Hosting a reality show is not the same skill as hosting a show in which people expect to be entertained. I quickly got over the Phil Keoghan snub when I realized what a bullet he'd dodged, not having to take part in the miserable display put on by the evening's "hosts" – the five nominees for the first-ever Best Reality/Reality Competition Host Emmy.
Awards show producers have their heads permanently planted up their asses. Each year, everyone makes the same jokes about how the show runs long, and each year fantastic and talented people have their acceptance speeches cut off in mid-sentence. Maybe remove the half-hearted tribute to the Seinfeld set? The Josh Groban TV theme song medley-slash-cochlear assault? They've got a giant screen flashing "WRAP IT UP" to squelch Glenn Close, Tommy Smothers, or Laura Linney – so the show can devote that time to bland patter between Lauren Conrad and David Boreanaz.
In cases where winners were absent, it really sped things up. I think the Emmys are onto this – their abysmal, joyless show virtually guarantees that everyone will be absent next year.
Madeline Colbert is ridiculously cute... and you know she has one of those Catholic school uniforms.

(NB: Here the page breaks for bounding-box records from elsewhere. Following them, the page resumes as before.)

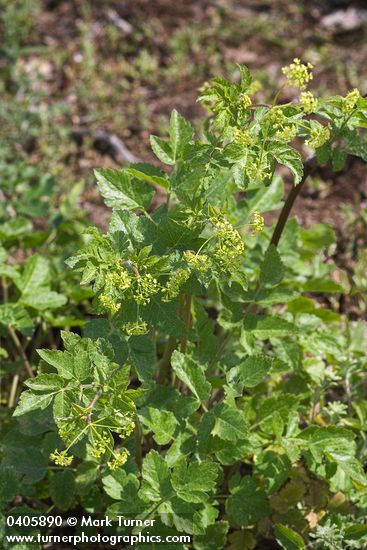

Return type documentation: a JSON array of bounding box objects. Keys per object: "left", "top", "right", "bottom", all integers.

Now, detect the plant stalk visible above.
[{"left": 270, "top": 156, "right": 317, "bottom": 246}]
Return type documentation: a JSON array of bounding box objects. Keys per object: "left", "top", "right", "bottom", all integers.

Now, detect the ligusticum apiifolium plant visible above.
[{"left": 10, "top": 59, "right": 367, "bottom": 550}]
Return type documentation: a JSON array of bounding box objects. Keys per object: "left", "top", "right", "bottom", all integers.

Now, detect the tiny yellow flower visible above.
[
  {"left": 50, "top": 449, "right": 74, "bottom": 466},
  {"left": 299, "top": 92, "right": 318, "bottom": 115},
  {"left": 282, "top": 57, "right": 313, "bottom": 90}
]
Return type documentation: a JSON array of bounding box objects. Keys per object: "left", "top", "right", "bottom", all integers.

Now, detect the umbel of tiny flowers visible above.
[
  {"left": 209, "top": 214, "right": 245, "bottom": 270},
  {"left": 305, "top": 124, "right": 330, "bottom": 149},
  {"left": 183, "top": 250, "right": 212, "bottom": 273},
  {"left": 282, "top": 57, "right": 313, "bottom": 90},
  {"left": 342, "top": 88, "right": 361, "bottom": 115},
  {"left": 50, "top": 449, "right": 74, "bottom": 466},
  {"left": 107, "top": 449, "right": 130, "bottom": 470},
  {"left": 134, "top": 273, "right": 160, "bottom": 306},
  {"left": 248, "top": 210, "right": 265, "bottom": 233},
  {"left": 299, "top": 92, "right": 318, "bottom": 115}
]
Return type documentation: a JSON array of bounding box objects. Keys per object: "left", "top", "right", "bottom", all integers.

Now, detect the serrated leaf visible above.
[
  {"left": 211, "top": 403, "right": 247, "bottom": 441},
  {"left": 150, "top": 136, "right": 175, "bottom": 165},
  {"left": 270, "top": 142, "right": 303, "bottom": 185},
  {"left": 226, "top": 476, "right": 271, "bottom": 527},
  {"left": 94, "top": 168, "right": 154, "bottom": 210},
  {"left": 194, "top": 521, "right": 229, "bottom": 550},
  {"left": 140, "top": 450, "right": 173, "bottom": 502},
  {"left": 0, "top": 303, "right": 33, "bottom": 330},
  {"left": 244, "top": 314, "right": 298, "bottom": 340},
  {"left": 139, "top": 407, "right": 178, "bottom": 445},
  {"left": 274, "top": 523, "right": 306, "bottom": 550},
  {"left": 0, "top": 466, "right": 19, "bottom": 510},
  {"left": 50, "top": 470, "right": 75, "bottom": 510},
  {"left": 37, "top": 349, "right": 74, "bottom": 379},
  {"left": 331, "top": 147, "right": 348, "bottom": 172},
  {"left": 20, "top": 289, "right": 67, "bottom": 311},
  {"left": 53, "top": 390, "right": 72, "bottom": 420},
  {"left": 25, "top": 374, "right": 64, "bottom": 393},
  {"left": 172, "top": 457, "right": 219, "bottom": 502},
  {"left": 171, "top": 351, "right": 211, "bottom": 403},
  {"left": 227, "top": 355, "right": 273, "bottom": 393},
  {"left": 169, "top": 109, "right": 194, "bottom": 160},
  {"left": 260, "top": 244, "right": 284, "bottom": 285},
  {"left": 128, "top": 336, "right": 156, "bottom": 381},
  {"left": 13, "top": 390, "right": 53, "bottom": 416},
  {"left": 126, "top": 162, "right": 170, "bottom": 189},
  {"left": 254, "top": 451, "right": 292, "bottom": 495},
  {"left": 20, "top": 254, "right": 50, "bottom": 294}
]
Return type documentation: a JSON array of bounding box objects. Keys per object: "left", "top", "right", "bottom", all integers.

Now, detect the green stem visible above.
[
  {"left": 270, "top": 157, "right": 317, "bottom": 246},
  {"left": 135, "top": 417, "right": 143, "bottom": 470},
  {"left": 157, "top": 336, "right": 176, "bottom": 384},
  {"left": 180, "top": 294, "right": 192, "bottom": 353}
]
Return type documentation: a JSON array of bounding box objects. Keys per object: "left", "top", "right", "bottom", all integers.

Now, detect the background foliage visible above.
[{"left": 0, "top": 0, "right": 367, "bottom": 549}]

Ricky Gervais and Steve Carell are as unfunny together as they are hilarious separately.
The right moment to reunite the cast of Laugh-In probably falls at some point earlier than its 40th anniversary. (If only we could figure out some cuts to bring the show in on time!)
Comedy is categorically and unapologetically relegated to second-class status. Recount was a fine film, and John Adams was compelling even though I never managed to watch the final six-sevenths of it. But neither achieved anything near the success of the Extras finale, which was quite possibly the funniest, smartest, and all-around best thing ever televised.
Further, while last year's transgression was rectified and fully two-thirds of the night's nominations for TV guest appearances were awarded to 30 Rock, the two winners were somehow selected from the only four nominees who hadn't appeared on the show.
My God, was that a terrible Emmy broadcast. I'll admit, Heidi Klum delivered a quality pratfall, and watching Probst channel Jack Webb was almost worth it, but it's hard to understand why they don't permanently turn the show over to Stewart and Colbert, whose moments at the microphone always deliver the goods. For that matter, why don't those two just stage a coup, and seize control of the show?
Things are looking up for 30 Rock season four. Arrested Development proved that an outstanding show can win the Emmy for Best Comedy Series and still be canceled, but two in a row? Plus the writing award and both lead acting ones? Surely these mean something. (Even Alec Baldwin seems to have come around, calling 30 Rock "the best job I've ever had," which is a far cry from "I don't want to do this," or "Go fuck yourself.")
My long-standing offer to the television academy remains in full force: release a DVD compilation of all the submitted clips from the nominees in the comedy/variety writing category throughout the years, and I will buy it.
Brandon — Mon, 9/22/08 2:35pm
There's bad precedent here though. Taxi won 18 Emmy Awards, including three for Outstanding Comedy Series (for its first three seasons), and three lead actor/actress awards, but was still canceled after five seasons (and that fifth season was only after NBC took it over from ABC).
The main difference between the two is that Taxi was a Top 10 show its first two seasons, though that was mostly time slot success: it was scheduled in the same lineup as Happy Days, Laverne & Shirley and Three's Company. ABC moved Taxi for the third season, and the ratings plummeted.
And they got shitcanned even with James L. Brooks on board as creator/producer. He wasn't the powerhouse he is now, but he did have the success of The Mary Tyler Moore Show under his belt.